Witch Prophet recently released her full-length sophomore album, DNA Activation, a fusion of Jazz/R&B/Hip-Hop, with songs sung in English, Amharic, and Tigrinya. She takes you on a cerebral and airy journey that layers seemingly disparate elements with rich harmonies, smart beats, and vocal samples to create sound experiences that elevate the storytelling process.
“I believe in the power that the energy you put out will come back to you, and energy is a real thing. Every song is named after a family member. It’s really a very personal album,” says Leilani. Her vocals have also appeared on Shad’s Flying Colours LP (2013), as well as 2009’s Polaris Prize winner, Fucked Up’s Dose Your Dreams (2018). She’s also shared the stage with the likes of A Tribe Called Red, Shad, Lido Pimienta, LAL, and The Cliks. DNA Activation was co-produced by SUN SUN.
Ela Minus
Colombia-born Bogotá-raised musician, Gabriela Jimeno, is currently based in New York City, performing under the alias Ela Minus. Her debut single, “they told us it was hard, but they were wrong,” was released in April and has that “replay” vibe to it.
Self-made and punk in spirit, Minus uses only hardware synthesizers to perform, write, and record. She melds machines with her living body, creating complex electronic music that exudes a vibrant warmth, and a stark, celebratory affirmation that our breaths aren’t infinite. The accompanying video, directed by Will Dohrn, begins with fog and mountains, a direct homage to the Andes of Colombia.
Over an invigorating beat and staccato synthesizer, Minus’s controlled, breathy vocals are motivating. She says, “When everything is taken from us, the ability to choose our attitude and create our own path forward is the only certainty we have. We have no control over anything except ourselves.”
WHOOP-Szo
Guelph/London Indigenous rock band, WHOOP-Szo, sprung from a mixed-blooded experience of Canadian history with deep Anishinaabek roots. Renowned for their cross-genre experimentalism, this five-piece outfit creates a wild fusion of folk, metal, pop, grunge, and even classical music that evokes deep emotions, while conveying troubling stories of civil unrest.

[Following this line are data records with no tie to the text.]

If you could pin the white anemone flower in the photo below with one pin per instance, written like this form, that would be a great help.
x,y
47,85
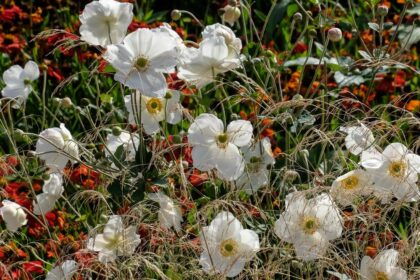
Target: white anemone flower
x,y
115,241
257,158
154,110
394,171
358,139
169,213
56,147
13,214
227,246
65,271
215,147
309,224
105,22
346,188
382,267
18,82
142,59
213,57
51,192
130,143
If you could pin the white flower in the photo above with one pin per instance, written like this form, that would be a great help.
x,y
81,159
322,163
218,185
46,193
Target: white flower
x,y
227,246
231,14
154,109
56,147
129,141
64,271
13,214
382,267
115,240
395,171
309,224
351,185
105,22
142,59
51,192
18,82
358,139
256,174
169,214
233,43
213,147
219,52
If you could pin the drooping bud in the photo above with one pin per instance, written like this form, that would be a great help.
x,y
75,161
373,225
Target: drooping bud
x,y
335,34
176,15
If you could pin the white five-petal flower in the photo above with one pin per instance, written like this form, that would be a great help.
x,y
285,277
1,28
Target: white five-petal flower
x,y
142,59
351,185
309,224
257,158
215,147
394,172
18,82
382,267
64,271
358,139
169,213
227,246
105,22
115,241
153,110
13,214
56,147
51,192
219,52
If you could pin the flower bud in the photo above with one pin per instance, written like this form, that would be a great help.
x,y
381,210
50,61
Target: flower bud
x,y
116,131
231,14
176,15
297,17
382,10
335,34
312,33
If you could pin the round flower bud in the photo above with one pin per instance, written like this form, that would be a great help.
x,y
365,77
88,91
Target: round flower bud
x,y
297,17
176,15
312,33
290,176
382,10
66,102
335,34
116,131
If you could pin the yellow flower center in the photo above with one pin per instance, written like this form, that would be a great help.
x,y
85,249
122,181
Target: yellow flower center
x,y
350,183
222,140
142,63
397,169
310,224
154,105
228,248
115,242
381,276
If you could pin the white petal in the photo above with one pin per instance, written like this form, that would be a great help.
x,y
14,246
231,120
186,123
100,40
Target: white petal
x,y
205,129
229,162
240,132
44,203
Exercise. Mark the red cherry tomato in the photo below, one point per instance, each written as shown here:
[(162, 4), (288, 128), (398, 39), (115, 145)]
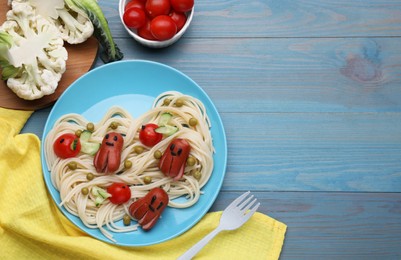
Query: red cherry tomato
[(182, 5), (157, 7), (179, 19), (163, 27), (120, 193), (67, 146), (148, 136), (144, 31), (134, 17), (135, 3)]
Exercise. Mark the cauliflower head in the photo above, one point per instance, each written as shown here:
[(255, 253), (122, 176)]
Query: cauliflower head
[(36, 51)]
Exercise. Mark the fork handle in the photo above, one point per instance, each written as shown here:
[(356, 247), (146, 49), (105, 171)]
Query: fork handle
[(198, 246)]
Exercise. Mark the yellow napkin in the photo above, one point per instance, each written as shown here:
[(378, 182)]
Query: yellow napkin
[(32, 227)]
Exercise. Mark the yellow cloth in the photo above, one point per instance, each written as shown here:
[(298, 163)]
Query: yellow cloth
[(32, 227)]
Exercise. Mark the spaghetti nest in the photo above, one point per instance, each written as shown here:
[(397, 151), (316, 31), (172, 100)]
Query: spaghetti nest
[(144, 174)]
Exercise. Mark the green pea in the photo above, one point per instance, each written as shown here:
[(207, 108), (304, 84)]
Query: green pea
[(90, 127), (85, 191), (72, 165), (179, 102), (197, 175), (158, 154), (90, 176), (166, 101)]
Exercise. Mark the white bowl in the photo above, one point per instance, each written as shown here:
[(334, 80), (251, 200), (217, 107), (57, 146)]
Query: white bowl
[(150, 43)]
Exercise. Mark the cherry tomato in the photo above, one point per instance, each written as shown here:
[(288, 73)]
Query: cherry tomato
[(135, 3), (157, 7), (182, 5), (148, 136), (144, 31), (120, 193), (134, 17), (163, 27), (67, 146), (179, 19)]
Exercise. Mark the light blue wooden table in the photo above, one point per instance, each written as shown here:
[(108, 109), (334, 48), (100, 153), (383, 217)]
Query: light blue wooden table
[(310, 96)]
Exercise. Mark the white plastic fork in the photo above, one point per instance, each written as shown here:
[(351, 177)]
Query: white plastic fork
[(233, 217)]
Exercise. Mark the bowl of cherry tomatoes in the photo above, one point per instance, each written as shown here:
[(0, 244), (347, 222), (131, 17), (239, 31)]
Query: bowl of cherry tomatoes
[(156, 23)]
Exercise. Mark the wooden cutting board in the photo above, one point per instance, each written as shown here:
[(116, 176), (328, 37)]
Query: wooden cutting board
[(80, 59)]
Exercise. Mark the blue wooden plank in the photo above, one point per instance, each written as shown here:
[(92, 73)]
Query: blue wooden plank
[(288, 75), (284, 18)]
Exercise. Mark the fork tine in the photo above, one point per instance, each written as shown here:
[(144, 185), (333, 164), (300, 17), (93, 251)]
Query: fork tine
[(245, 202), (247, 207), (238, 200)]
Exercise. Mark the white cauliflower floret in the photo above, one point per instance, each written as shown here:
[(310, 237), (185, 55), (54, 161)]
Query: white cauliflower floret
[(36, 54), (74, 25)]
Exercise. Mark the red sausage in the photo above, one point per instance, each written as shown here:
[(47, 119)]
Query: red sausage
[(174, 158), (147, 210), (108, 158)]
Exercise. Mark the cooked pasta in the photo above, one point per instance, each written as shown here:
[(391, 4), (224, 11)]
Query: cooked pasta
[(70, 181)]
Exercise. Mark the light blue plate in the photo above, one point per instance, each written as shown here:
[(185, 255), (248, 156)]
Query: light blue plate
[(134, 85)]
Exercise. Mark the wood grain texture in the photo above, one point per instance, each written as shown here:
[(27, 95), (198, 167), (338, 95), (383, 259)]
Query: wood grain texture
[(288, 75), (324, 225), (285, 18)]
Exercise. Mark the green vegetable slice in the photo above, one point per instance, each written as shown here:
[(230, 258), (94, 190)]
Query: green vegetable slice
[(164, 119), (166, 130), (85, 136), (86, 146), (110, 52), (100, 195)]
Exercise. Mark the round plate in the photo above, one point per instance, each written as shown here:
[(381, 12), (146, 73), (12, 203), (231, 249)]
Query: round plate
[(134, 85), (80, 59)]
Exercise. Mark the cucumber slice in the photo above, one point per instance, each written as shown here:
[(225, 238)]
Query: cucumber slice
[(164, 119), (90, 148), (86, 146), (166, 130)]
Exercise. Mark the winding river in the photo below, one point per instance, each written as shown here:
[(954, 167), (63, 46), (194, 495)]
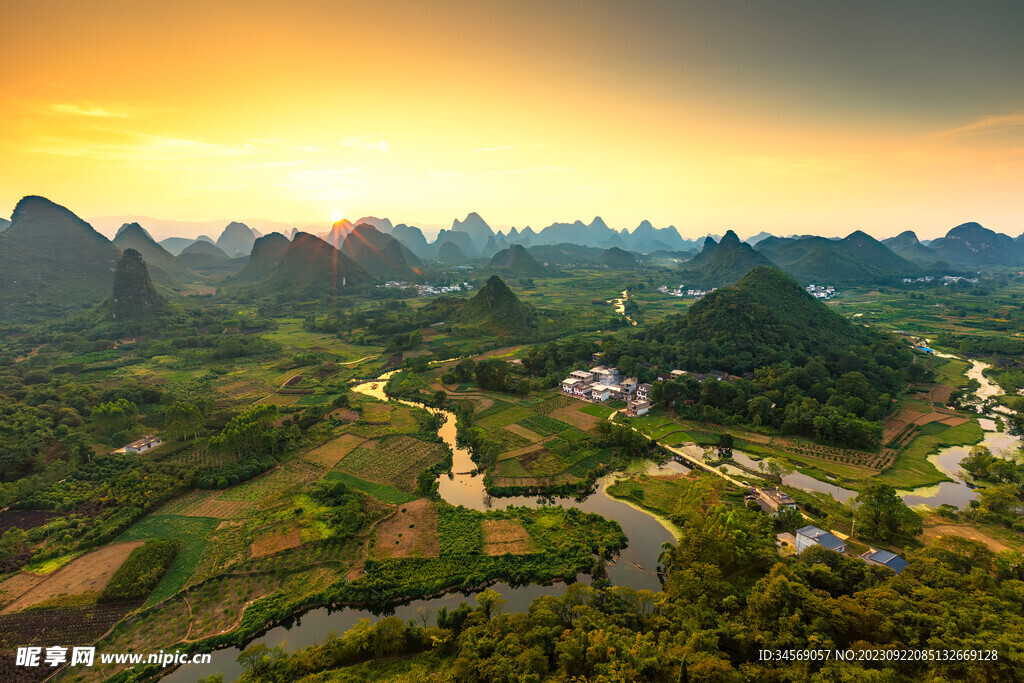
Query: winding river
[(620, 304), (636, 565)]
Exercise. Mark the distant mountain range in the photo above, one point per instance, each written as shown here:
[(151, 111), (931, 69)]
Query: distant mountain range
[(52, 260), (164, 267), (722, 263)]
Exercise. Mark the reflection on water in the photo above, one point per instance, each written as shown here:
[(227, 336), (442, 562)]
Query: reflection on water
[(636, 565), (800, 480)]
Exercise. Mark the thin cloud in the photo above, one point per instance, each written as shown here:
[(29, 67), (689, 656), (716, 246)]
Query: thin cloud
[(534, 169), (142, 147), (87, 110), (502, 147), (986, 125), (367, 143)]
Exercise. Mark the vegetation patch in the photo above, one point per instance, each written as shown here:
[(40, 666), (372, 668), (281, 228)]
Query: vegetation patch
[(460, 531), (410, 531), (381, 492), (543, 425), (190, 531), (136, 578), (505, 536), (274, 543)]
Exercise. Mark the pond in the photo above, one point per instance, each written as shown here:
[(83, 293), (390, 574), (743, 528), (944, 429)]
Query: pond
[(636, 565)]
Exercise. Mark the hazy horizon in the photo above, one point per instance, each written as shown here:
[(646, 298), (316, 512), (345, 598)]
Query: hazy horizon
[(707, 116)]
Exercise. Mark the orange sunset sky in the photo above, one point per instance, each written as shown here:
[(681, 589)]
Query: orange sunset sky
[(790, 117)]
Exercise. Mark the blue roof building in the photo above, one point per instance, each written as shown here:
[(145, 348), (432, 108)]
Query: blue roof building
[(812, 536), (886, 559)]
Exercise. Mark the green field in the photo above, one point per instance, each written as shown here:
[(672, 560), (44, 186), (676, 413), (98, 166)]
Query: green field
[(192, 531), (381, 492)]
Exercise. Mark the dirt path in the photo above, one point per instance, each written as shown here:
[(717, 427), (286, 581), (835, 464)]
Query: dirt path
[(933, 532), (88, 573)]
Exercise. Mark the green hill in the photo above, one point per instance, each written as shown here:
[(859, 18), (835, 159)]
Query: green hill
[(51, 260), (310, 268), (164, 267), (517, 260), (380, 254), (972, 245), (566, 254), (858, 258), (803, 369), (133, 296), (723, 263), (768, 315), (498, 308), (266, 253), (619, 258), (202, 254)]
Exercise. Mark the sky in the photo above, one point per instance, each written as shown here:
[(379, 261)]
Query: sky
[(783, 116)]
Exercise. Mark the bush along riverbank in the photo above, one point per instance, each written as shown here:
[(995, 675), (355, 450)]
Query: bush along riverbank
[(548, 545)]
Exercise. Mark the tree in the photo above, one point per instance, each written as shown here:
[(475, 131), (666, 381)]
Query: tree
[(491, 602), (776, 468), (884, 515), (183, 420)]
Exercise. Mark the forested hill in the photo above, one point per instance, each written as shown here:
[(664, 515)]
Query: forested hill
[(766, 318), (803, 369)]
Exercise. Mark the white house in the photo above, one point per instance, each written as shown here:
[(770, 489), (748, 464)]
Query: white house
[(635, 408), (147, 442), (773, 500), (812, 536)]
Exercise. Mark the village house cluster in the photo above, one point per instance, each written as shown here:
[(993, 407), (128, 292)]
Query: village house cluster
[(599, 384), (946, 280), (680, 292), (773, 501), (821, 292), (427, 290)]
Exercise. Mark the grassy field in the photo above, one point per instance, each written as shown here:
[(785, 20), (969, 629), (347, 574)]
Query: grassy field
[(912, 467), (192, 531), (673, 497)]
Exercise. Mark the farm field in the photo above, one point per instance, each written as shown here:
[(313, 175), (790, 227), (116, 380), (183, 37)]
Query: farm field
[(83, 577)]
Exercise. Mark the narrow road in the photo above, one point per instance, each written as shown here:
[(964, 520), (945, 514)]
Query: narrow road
[(685, 456)]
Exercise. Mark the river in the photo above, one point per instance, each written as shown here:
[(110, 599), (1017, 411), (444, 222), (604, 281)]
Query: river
[(635, 566), (620, 304)]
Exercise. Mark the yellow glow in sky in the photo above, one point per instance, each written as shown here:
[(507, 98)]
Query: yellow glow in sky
[(526, 113)]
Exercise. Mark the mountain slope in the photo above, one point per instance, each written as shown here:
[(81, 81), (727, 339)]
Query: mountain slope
[(517, 260), (380, 254), (723, 263), (973, 245), (462, 240), (413, 238), (175, 245), (237, 240), (133, 296), (769, 316), (163, 266), (52, 259), (310, 268), (858, 258), (498, 308), (476, 227), (266, 253), (450, 252), (202, 254)]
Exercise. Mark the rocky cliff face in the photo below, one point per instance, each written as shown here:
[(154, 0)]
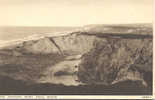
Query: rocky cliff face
[(114, 60), (107, 57)]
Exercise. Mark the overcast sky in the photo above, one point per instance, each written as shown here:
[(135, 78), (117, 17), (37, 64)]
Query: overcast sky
[(74, 12)]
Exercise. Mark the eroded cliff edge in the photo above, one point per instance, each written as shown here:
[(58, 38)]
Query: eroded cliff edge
[(107, 58)]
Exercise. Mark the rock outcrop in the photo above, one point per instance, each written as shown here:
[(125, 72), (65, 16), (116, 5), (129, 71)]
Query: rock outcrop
[(107, 56), (114, 60)]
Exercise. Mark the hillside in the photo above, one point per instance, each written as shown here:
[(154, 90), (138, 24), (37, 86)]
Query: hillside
[(84, 57)]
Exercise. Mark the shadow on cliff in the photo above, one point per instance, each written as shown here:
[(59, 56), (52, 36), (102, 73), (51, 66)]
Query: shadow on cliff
[(9, 86)]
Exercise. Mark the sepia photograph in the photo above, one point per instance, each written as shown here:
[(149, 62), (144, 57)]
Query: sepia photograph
[(76, 47)]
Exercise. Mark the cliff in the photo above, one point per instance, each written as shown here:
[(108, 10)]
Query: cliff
[(109, 56)]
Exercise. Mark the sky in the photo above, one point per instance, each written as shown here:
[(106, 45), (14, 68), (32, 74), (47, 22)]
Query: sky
[(74, 12)]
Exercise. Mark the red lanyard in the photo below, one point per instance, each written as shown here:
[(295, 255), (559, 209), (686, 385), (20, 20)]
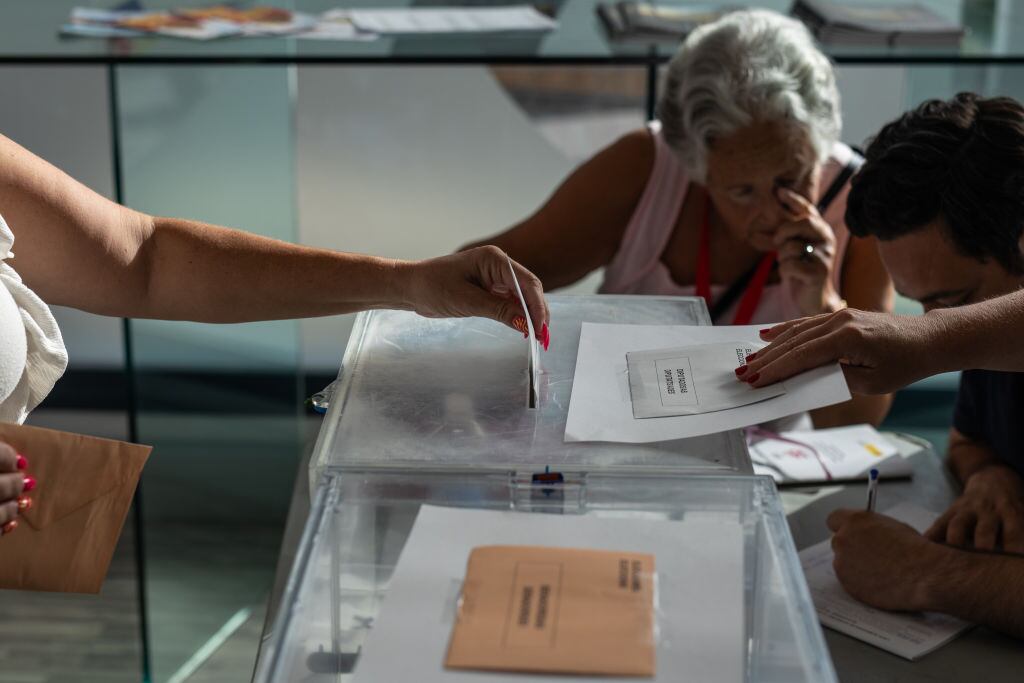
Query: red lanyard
[(752, 297)]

Their latest album, Warrior Down, released last year and was unfortunately overlooked by many. Band member Adam Sturgeon stated that it was deemed “too heavy” by the indies and “not heavy enough” by the metalheads. So when the pandemic hit, they decided to switch gears entirely.
“We were craving some interaction during self-quarantine after canceling well over 50 shows, so we reached out to our contemporaries in the electronic world,” Sturgeon explains. “Before we knew it, we had an EP’s worth of Warrior Down alterations.”
The new EP of remixes was released on June 5, with contributions from Zoon, DOOMSQUAD, Ice Cream, AG47 (nêhiyawak), and more, with 100 per cent of proceeds generated going to Life Spin for COVID-19 Relief based out of London, Ontario.